• Israels Präsident entschuldigt sich für Berliner Verkehrschaos Längere Staus zum Abschluss des Katsav-Besuchs, doch die Beschwerden hielten sich laut Polizei in Grenzen. Mitte hat jetzt eine „Ben-Gurion-Straße“

Berlin : Israels Präsident entschuldigt sich für Berliner Verkehrschaos Längere Staus zum Abschluss des Katsav-Besuchs, doch die Beschwerden hielten sich laut Polizei in Grenzen.
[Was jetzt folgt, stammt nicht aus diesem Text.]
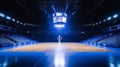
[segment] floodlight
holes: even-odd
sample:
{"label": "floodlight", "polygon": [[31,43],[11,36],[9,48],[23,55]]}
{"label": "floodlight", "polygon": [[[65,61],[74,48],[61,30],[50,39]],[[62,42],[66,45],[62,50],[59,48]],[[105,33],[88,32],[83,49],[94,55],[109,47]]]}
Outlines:
{"label": "floodlight", "polygon": [[118,17],[118,14],[113,15],[113,18],[117,18],[117,17]]}
{"label": "floodlight", "polygon": [[112,19],[112,17],[108,17],[108,18],[107,18],[107,20],[111,20],[111,19]]}
{"label": "floodlight", "polygon": [[9,17],[9,16],[6,16],[6,19],[10,20],[10,19],[11,19],[11,17]]}
{"label": "floodlight", "polygon": [[0,13],[0,17],[5,17],[5,15],[3,13]]}
{"label": "floodlight", "polygon": [[55,26],[56,28],[63,28],[63,27],[65,27],[64,24],[55,24],[54,26]]}

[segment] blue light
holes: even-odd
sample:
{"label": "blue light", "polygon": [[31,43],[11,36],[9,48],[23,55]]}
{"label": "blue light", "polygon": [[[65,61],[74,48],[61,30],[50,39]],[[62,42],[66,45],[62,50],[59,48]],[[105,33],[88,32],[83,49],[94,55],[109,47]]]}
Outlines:
{"label": "blue light", "polygon": [[112,17],[108,17],[108,18],[107,18],[107,20],[111,20],[111,19],[112,19]]}
{"label": "blue light", "polygon": [[104,19],[103,22],[106,22],[106,19]]}
{"label": "blue light", "polygon": [[9,17],[9,16],[6,16],[6,19],[10,20],[10,19],[11,19],[11,17]]}
{"label": "blue light", "polygon": [[15,21],[15,19],[13,18],[12,21]]}
{"label": "blue light", "polygon": [[7,67],[7,62],[4,62],[4,63],[3,63],[3,67]]}
{"label": "blue light", "polygon": [[63,28],[63,27],[65,27],[64,24],[55,24],[54,26],[55,26],[56,28]]}
{"label": "blue light", "polygon": [[117,17],[118,17],[118,14],[113,15],[113,18],[117,18]]}
{"label": "blue light", "polygon": [[3,13],[0,13],[0,17],[5,17],[5,15]]}
{"label": "blue light", "polygon": [[19,23],[19,21],[17,21],[17,23]]}

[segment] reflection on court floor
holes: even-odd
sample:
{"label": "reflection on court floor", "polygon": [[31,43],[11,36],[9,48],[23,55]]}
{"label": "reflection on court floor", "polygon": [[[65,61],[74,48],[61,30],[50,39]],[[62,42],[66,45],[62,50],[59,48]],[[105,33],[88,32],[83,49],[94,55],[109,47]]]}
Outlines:
{"label": "reflection on court floor", "polygon": [[[55,42],[39,43],[39,44],[6,49],[6,50],[2,50],[2,52],[49,52],[49,51],[56,51],[58,45],[59,44]],[[112,51],[106,48],[88,46],[85,44],[72,43],[72,42],[61,43],[61,47],[64,52],[111,52]]]}

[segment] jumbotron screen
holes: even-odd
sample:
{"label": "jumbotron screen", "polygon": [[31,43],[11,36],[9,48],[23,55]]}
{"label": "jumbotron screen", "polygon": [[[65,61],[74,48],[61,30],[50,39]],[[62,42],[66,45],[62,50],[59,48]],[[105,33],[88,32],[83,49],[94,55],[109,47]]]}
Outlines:
{"label": "jumbotron screen", "polygon": [[66,13],[54,13],[53,14],[53,23],[57,22],[67,22],[67,14]]}

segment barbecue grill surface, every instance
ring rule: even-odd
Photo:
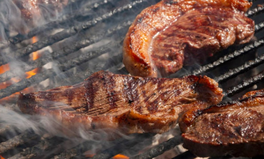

Mitte hat jetzt eine „Ben-Gurion-Straße“

Jörn Hasselmann

Um 11.25 Uhr atmeten die Berliner Sicherheitsbeamten erst einmal durch. Das war der „Point of no Return“. Um diese Uhrzeit hatte die Maschine mit Mosche Katsav an Bord den Punkt auf dem Flug nach München überschritten, an dem es im Notfall nicht nach Berlin zurückgekehrt wäre. 2000 Polizisten hatten den israelischen Staatspräsidenten bei seinem Staatsbesuch bewacht. „Ein schwieriger, komplizierter Einsatz ist völlig reibungslos verlaufen“, lobte Stabsleiter Friedrich-Christian Wähmann. „Das Beschwerdeaufkommen hat sich in Grenzen gehalten“, sagte der Polizeidirektor. Allerdings war der Stau gestern früh länger als an den Vortagen, da die Straßen vom Hotel Intercontinental zum Holocaust- Mahnmal sehr früh gesperrt worden waren – auf keinen Fall sollte der Präsident verspätet abfliegen, hieß es. Katsav hatte sich am Vorabend, bei seiner Rede in der Philharmonie, „für das Verkehrschaos“ entschuldigt. Die Letzten, die warten mussten, waren die Fahrgäste auf der U-Bahn-Linie 6, die während des Abflugs gesperrt wurde.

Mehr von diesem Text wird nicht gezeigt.